Lybie, solution militaire ou politique ? En  Lybie, la guerre civile continue. Fayez Sarraj, qui dirige un gouvernement siégeant à Tripoli est soutenu par les milices armées. Une solution politique serait difficile à mettre à l’ordre du jour, car les Daéchiens, les alliés objectifs du gouvernement de Tripoli, ne le laisserait pas faire.  Une solution militaire, - fut-elle très couteuses ! – s’imposerait, à plus ou moins longue échéance. Mais les rapports de forces semblent plutôt favorables au maréchal Haftar, vu la quête de stabilité de la population. Acte significatif, le ralliement des tribus au maréchal : Plus de 200 dirigeants,  réunis au Caire, lundi 17 juin, ont affirmé son soutien, contre les milices (Al-Arabe, 18 mai)). L’initiative politique du chef de gouvernement de Tripoli, prévoyant notamment des élections avant la fin de l’année, pour sortir le pays d’une profonde crise, ne peut avoir d’effets.

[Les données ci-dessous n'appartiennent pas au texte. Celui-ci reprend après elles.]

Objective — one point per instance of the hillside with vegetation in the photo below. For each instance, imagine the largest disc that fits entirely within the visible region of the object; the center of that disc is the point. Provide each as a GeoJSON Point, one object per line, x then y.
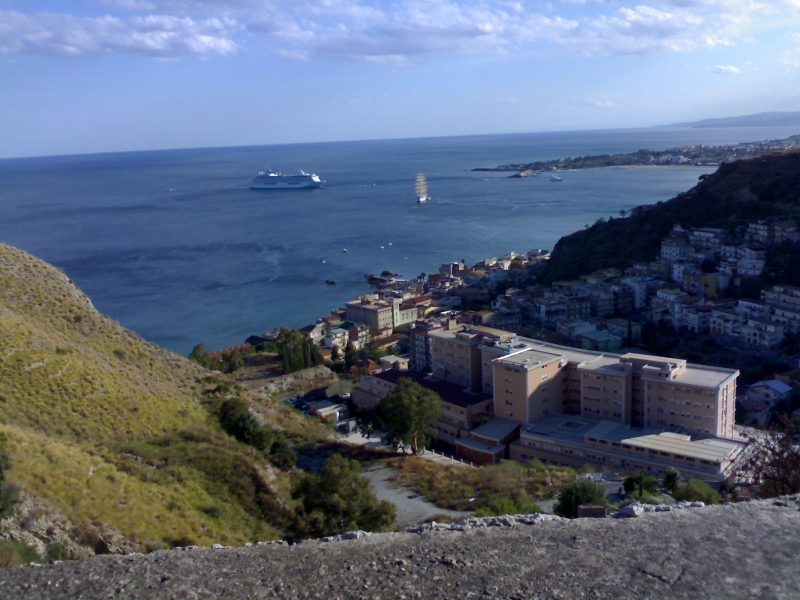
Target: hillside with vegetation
{"type": "Point", "coordinates": [756, 188]}
{"type": "Point", "coordinates": [120, 445]}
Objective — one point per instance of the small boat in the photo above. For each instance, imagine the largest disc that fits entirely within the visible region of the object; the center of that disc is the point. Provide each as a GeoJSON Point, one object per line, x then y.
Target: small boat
{"type": "Point", "coordinates": [421, 188]}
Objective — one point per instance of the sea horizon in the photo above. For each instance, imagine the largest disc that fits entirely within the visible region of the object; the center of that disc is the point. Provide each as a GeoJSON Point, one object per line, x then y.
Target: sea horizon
{"type": "Point", "coordinates": [175, 246]}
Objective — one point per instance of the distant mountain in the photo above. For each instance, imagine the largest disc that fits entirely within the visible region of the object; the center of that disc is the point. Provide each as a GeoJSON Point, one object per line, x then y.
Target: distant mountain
{"type": "Point", "coordinates": [769, 119]}
{"type": "Point", "coordinates": [756, 188]}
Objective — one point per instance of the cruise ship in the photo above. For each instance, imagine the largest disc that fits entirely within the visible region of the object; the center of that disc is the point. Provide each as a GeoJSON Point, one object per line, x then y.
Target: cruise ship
{"type": "Point", "coordinates": [267, 180]}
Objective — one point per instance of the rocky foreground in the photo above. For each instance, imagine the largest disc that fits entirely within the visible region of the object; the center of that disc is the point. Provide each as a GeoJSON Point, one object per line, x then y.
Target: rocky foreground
{"type": "Point", "coordinates": [747, 550]}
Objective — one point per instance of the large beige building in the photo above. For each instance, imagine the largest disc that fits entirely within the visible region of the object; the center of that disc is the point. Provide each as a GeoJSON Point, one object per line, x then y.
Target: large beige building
{"type": "Point", "coordinates": [660, 402]}
{"type": "Point", "coordinates": [382, 313]}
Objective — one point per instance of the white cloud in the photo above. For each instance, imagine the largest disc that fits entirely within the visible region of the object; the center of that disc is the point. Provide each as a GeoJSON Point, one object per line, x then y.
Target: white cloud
{"type": "Point", "coordinates": [791, 58]}
{"type": "Point", "coordinates": [598, 103]}
{"type": "Point", "coordinates": [725, 70]}
{"type": "Point", "coordinates": [394, 32]}
{"type": "Point", "coordinates": [160, 36]}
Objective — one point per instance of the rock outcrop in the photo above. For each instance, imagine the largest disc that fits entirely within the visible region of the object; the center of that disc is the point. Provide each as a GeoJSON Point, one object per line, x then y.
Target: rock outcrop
{"type": "Point", "coordinates": [747, 550]}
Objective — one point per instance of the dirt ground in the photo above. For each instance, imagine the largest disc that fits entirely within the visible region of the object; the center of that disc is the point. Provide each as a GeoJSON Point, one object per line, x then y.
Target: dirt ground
{"type": "Point", "coordinates": [411, 507]}
{"type": "Point", "coordinates": [745, 550]}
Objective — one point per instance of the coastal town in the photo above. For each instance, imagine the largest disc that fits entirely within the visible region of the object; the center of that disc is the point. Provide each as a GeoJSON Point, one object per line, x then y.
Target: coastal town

Algérie/Soudan, les risques d’une militarisation des deux régimes ! En Algérie,  la situation n’a pas changé. Le hirak continue ses manifestations populaires, pour réclamer le départ des dirigeants de l’ancien régime.  Le chef d’Etat-major, qui détient de fait le pouvoir, est favorable à une transition, dans le respect de la constitution. En attendant, on met à l’ordre du jour des procès, contre les corrompus. S’agit-il d’une fuite en avant ? 

Le  Soudan, après plusieurs mois de manifestations qui ont mené à la destitution par l'armée du président Omar el-Béchir le 11 avril, est toujours le théâtre d'une lutte entre  le Conseil militaire et les principales forces de la contestation. Les manifestations citoyennes, critiquent la militarisation du régime, et  demandent l’établissement d’un gouvernement civil, pour gérer la transition. La violente dispersion, le 3 juin, d’un sit in par des militaires augmenta la tension. Plus de 108 morts, l’opération a été qualifiée de massacre par la contestation.  Réaction de l’Association des professionnels soudanais (SPA), acteur majeur de la contestation civile au Soudan, elle mit à l’ordre du jour “ Le mouvement de désobéissance civile’’  (communiqué publié samedi 8 juin). De multiples médiateurs se sont mobilisés pour rétablir le dialogue. Après plusieurs jours de violence et une campagne de désobéissance civile très suivie, un représentant de la médiation éthiopienne a annoncé le 11 juin que le Conseil militaire et la contestation avaient accepté de revenir à la table des négociations.

Le Conseil militaire et les chefs de la contestation s'étaient également accordés sur une période de transition de trois ans, qui doit être suivie par le transfert du pouvoir à une administration civile   Mais le conflit originel armée/contestation civile est loin d’être réglé. Selon des experts, “les Emirats, l'Egypte et l'Arabie saoudite semblent soutenir les généraux tandis que Washington plaide pour une transition menée par les civils’’ (AFP, 19 juin).